Built to be driven by agents too

The detail that tells you where this is headed is the AGENTS.md file in the repo. The CLI is designed to be driven by LLM agents as well as humans, and that file documents every command, flag, and exit code in a form tuned for machine consumption. If you are wiring tabstack into Claude Code or your own harness, you point the agent at that file and let it learn the surface area itself.

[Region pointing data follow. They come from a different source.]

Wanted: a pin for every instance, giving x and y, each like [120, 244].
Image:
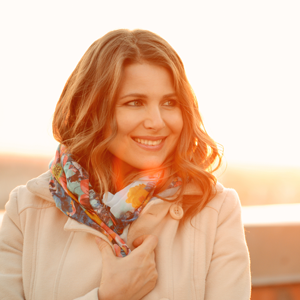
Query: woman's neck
[122, 171]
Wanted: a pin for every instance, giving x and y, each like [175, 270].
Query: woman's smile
[148, 116]
[150, 143]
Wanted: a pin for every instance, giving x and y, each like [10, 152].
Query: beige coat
[46, 255]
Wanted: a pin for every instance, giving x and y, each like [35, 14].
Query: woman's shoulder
[225, 199]
[35, 194]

This is the right shape for the moment we are in. A well-behaved CLI with predictable verbs, machine-readable output, and meaningful exit codes is exactly the kind of tool an agent can use safely, because every outcome is legible. The same properties that make it pleasant for me at the terminal make it tractable for a model in a loop.

Would I reach for it?

Yes, and for a specific reason. The web-access problem keeps showing up in my work, and I have written enough of these wrappers to know the unglamorous parts: credential precedence, the file-or-literal-or-stdin question, knowing whether a failure was mine or theirs, behaving differently when piped. The tabstack CLI has answered all of those the way I would want them answered, and it has done it in a single binary with no runtime to manage. It is v1.0.0, MIT licensed, and it came out of Mozilla, so it is not a weekend experiment you are betting your pipeline on.

If your stack or your agents need to read the web, give it an afternoon. Start with tabstack auth login and tabstack extract markdown on a page you know, and build out from there. The shape of the thing rewards exploration.

I have a feeling the interesting work is not in the extraction at all, but in what you wire on the other end of that pipe. That is the article I want to write next.